The influx of parallel traders who buy their stock tax-free in Hong Kong to resell it in mainland China at a profit is causing growing unrest. Residents of Sheung Shui, a town close to China's border, say the increase in parallel importers has pushed up retail prices and causes a general nuisance. Importers argue that their trade benefits the Hong Kong economy.
Give mainland parallel-goods traders border ban, NPC to urge CPPCC
Party members outline ideas they will take to plenary meeting on the mainland next month
Mainland authorities should ban convicted parallel-goods traders from visiting Hong Kong for up to several years, a local deputy to the national legislature has advised.
Brave Chan Yung, a new National People's Congress delegate from the Democratic Alliance for the Betterment and Progress of Hong Kong, said the proposal was one of 20 suggestions to be made at next month's NPC and Chinese People's Political Consultative Conference plenary meeting.
"[The boom of parallel goods] has been unfavourable to public order and transport. The parallel-goods traders who brought Hong Kong goods across the border, bit by bit, have affected the normal flow of people," Chan said.
He asked the mainland to suspend those found guilty of parallel-goods trading from entering Hong Kong on the individual visit scheme for a certain period of time.
"Repeated offenders should be banned entry for several years to serve as a deterrent," he said. Chan called on the mainland to put first-time offenders on a monitoring list and proposed a boost in funding and manpower for customs and immigration departments across the border.
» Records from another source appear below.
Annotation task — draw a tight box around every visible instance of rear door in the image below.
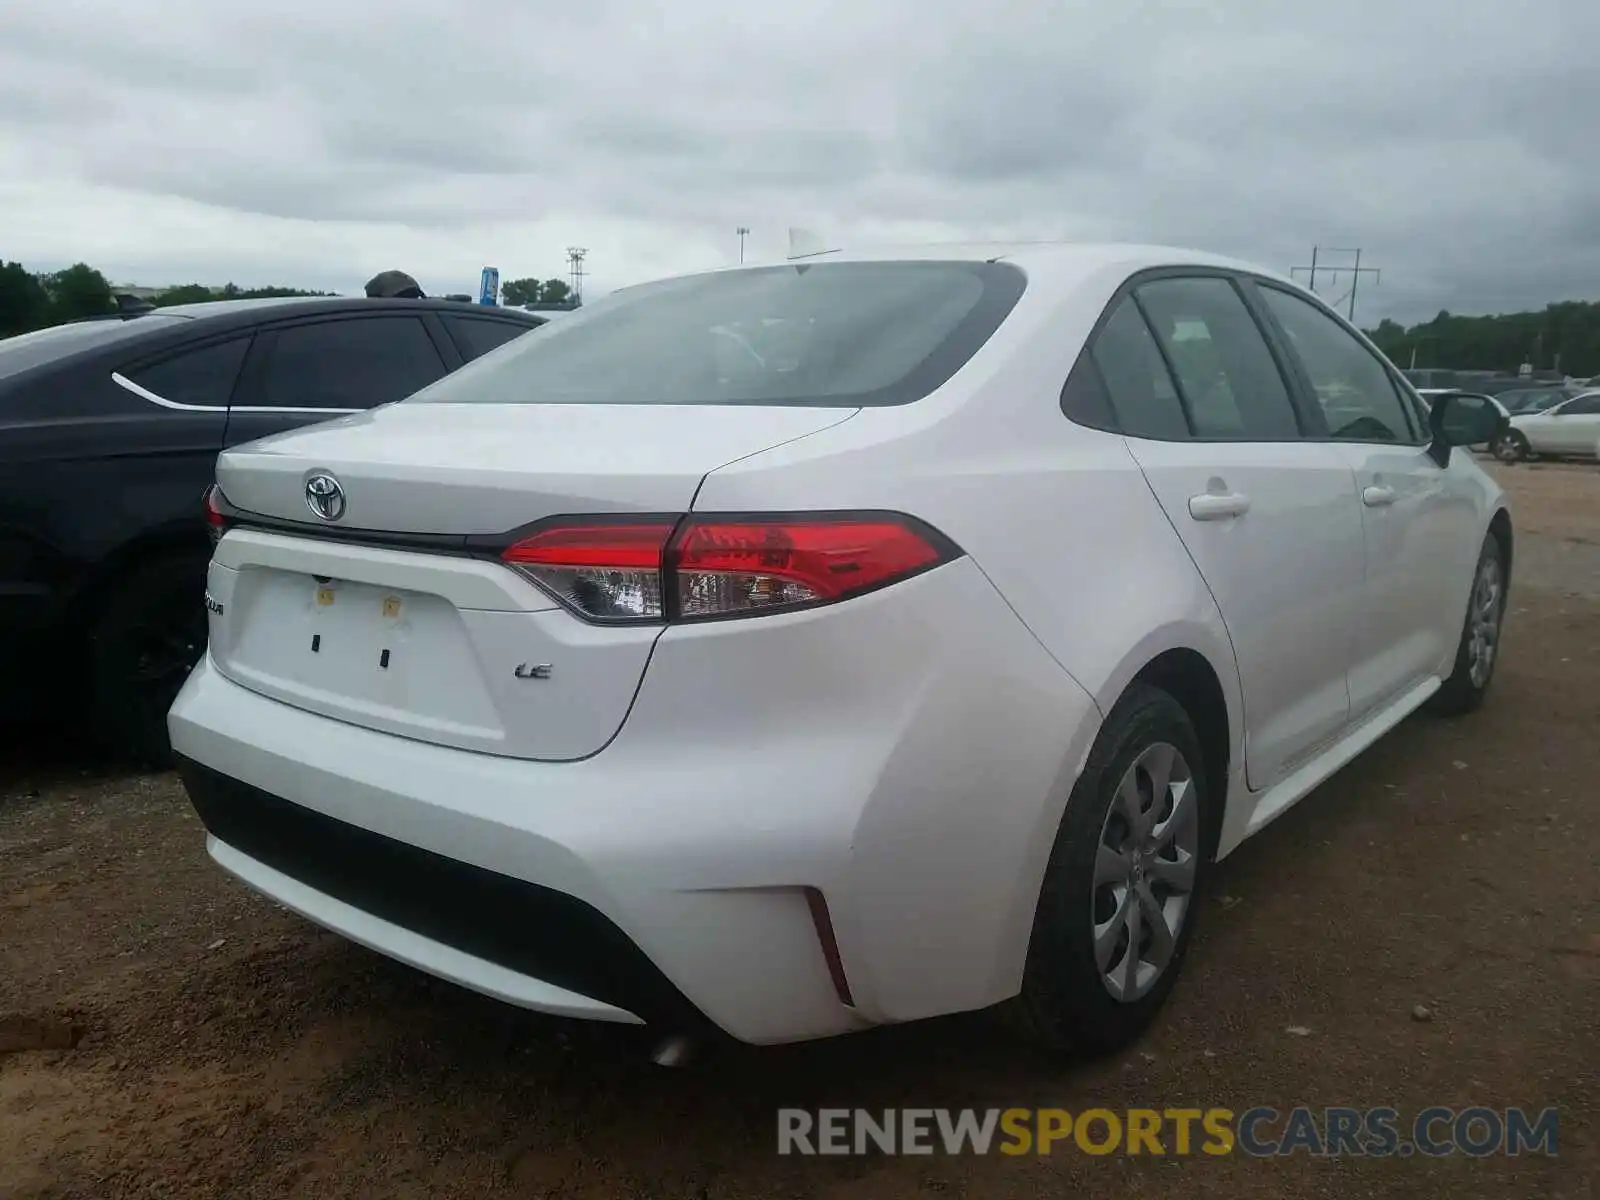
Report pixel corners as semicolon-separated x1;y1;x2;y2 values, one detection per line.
103;330;251;530
223;313;454;448
1096;271;1365;791
1253;283;1476;718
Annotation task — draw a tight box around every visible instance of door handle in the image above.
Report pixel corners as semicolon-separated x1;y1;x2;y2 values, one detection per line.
1188;492;1251;521
1362;485;1397;507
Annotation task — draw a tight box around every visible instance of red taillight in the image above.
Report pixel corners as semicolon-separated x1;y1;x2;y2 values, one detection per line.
203;486;229;546
499;514;955;624
672;518;945;618
502;520;677;622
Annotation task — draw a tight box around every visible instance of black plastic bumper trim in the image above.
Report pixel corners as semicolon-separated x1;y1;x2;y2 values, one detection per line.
175;756;707;1030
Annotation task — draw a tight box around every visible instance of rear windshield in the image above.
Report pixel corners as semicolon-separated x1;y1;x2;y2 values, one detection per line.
0;315;185;380
412;260;1026;408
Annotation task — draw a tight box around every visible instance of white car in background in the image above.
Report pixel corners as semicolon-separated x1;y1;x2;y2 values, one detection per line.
1494;390;1600;462
170;243;1512;1056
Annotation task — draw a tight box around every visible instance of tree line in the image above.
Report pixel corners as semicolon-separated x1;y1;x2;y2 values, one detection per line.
9;255;1595;376
0;260;335;337
499;277;573;307
1365;299;1600;379
0;260;578;339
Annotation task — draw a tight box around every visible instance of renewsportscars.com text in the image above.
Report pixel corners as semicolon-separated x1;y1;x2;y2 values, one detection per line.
776;1106;1559;1158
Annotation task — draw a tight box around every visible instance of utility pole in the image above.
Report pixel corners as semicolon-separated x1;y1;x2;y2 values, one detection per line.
565;247;587;304
736;226;750;264
1290;246;1380;323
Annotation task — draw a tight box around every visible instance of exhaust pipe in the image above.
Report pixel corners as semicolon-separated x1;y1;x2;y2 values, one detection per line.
650;1034;695;1068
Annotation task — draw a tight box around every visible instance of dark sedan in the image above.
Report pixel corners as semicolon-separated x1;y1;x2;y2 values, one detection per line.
0;296;548;761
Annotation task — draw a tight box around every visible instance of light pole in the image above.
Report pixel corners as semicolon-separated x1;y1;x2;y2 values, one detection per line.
736;226;750;263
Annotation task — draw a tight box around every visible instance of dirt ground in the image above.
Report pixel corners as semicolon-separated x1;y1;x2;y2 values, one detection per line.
2;461;1596;1200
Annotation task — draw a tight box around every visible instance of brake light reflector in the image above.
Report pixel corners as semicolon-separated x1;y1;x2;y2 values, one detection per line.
502;521;675;621
498;513;956;624
672;518;945;618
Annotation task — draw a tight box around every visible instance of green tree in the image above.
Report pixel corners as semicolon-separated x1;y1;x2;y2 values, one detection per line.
1366;300;1600;378
43;263;113;323
500;277;542;306
540;278;571;306
233;285;332;300
152;284;216;306
0;260;51;336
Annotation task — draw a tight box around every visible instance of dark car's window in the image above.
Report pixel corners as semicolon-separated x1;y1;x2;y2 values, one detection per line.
1084;295;1190;440
409;261;1026;408
1134;277;1300;439
124;337;251;409
0;315;187;380
443;315;539;362
1258;286;1417;443
259;316;448;410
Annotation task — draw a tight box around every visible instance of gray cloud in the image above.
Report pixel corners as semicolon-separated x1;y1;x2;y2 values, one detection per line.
1;0;1598;324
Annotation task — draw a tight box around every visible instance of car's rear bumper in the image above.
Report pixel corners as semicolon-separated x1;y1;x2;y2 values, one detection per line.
178;755;689;1026
169;557;1101;1044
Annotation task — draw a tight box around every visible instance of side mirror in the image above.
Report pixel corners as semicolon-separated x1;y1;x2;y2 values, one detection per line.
1428;392;1507;467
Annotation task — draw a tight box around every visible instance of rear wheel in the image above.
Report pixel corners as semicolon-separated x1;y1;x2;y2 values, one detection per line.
87;549;210;766
1427;533;1507;716
1005;684;1210;1056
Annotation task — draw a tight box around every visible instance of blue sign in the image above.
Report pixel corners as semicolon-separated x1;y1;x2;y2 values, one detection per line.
477;267;500;306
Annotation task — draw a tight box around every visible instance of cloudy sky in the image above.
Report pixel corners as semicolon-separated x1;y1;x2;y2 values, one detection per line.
1;0;1595;326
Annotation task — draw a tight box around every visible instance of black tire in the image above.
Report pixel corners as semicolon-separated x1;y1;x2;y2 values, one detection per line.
86;549;211;766
1426;532;1507;717
1492;431;1528;464
1003;683;1211;1056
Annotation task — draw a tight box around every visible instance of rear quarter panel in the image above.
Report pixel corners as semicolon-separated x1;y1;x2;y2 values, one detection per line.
0;359;225;707
690;263;1244;995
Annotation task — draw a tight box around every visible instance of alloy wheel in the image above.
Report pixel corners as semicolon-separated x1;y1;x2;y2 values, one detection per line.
1467;555;1503;689
1091;741;1199;1003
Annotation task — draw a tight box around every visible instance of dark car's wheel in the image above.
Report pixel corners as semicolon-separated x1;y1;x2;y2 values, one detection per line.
1426;532;1508;717
1004;683;1211;1056
1493;431;1529;463
87;549;210;766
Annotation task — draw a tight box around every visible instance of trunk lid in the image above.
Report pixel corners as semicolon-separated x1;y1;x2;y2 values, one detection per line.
205;401;857;759
216;401;856;533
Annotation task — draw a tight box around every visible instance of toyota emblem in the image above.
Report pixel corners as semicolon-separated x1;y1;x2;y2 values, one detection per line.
304;473;346;521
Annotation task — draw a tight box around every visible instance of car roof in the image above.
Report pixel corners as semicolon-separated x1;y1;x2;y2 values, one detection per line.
717;240;1302;288
152;295;544;322
0;296;545;382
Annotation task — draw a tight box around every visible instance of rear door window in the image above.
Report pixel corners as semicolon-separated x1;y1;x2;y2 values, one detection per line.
124;336;251;409
256;316;449;410
1134;277;1302;439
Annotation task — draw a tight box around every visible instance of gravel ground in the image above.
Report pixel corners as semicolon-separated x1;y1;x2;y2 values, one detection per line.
2;462;1596;1199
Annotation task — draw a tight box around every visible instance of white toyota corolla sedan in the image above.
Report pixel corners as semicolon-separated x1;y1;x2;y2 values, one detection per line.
171;243;1513;1056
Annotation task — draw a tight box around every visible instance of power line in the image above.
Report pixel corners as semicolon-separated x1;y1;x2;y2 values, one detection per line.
736;226;750;264
1289;246;1381;323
To help stabilise prices of live cattle and pigs, Chan said the DAB would urge the mainland to ensure a quota of supplies to Hong Kong and encourage more suppliers to offer such goods.
On the influx of cross-border students in recent years, Thomas Pang Cheung-wai, a CPPCC delegate from the DAB, said they would propose Hong Kong's school-sponsoring bodies be allowed to set up facilities in Shenzhen, with principals and teachers from the SAR.
Pang said such schools could attract Hong Kong-born children living on the mainland.
With more Hongkongers working across the border, Pang also urged the mainland to make it clear how they could sign up for social security.
Chief Executive Leung Chun-ying said the chambers' estimates put the number of Hongkongers now working in Beijing, Shanghai and Shenzhen at 370,000.
DAB chairman and CPPCC delegate Tam Yiu-chung suggested the mainland set up a long-term Hong Kong products expo in the border area to help promote local merchandise.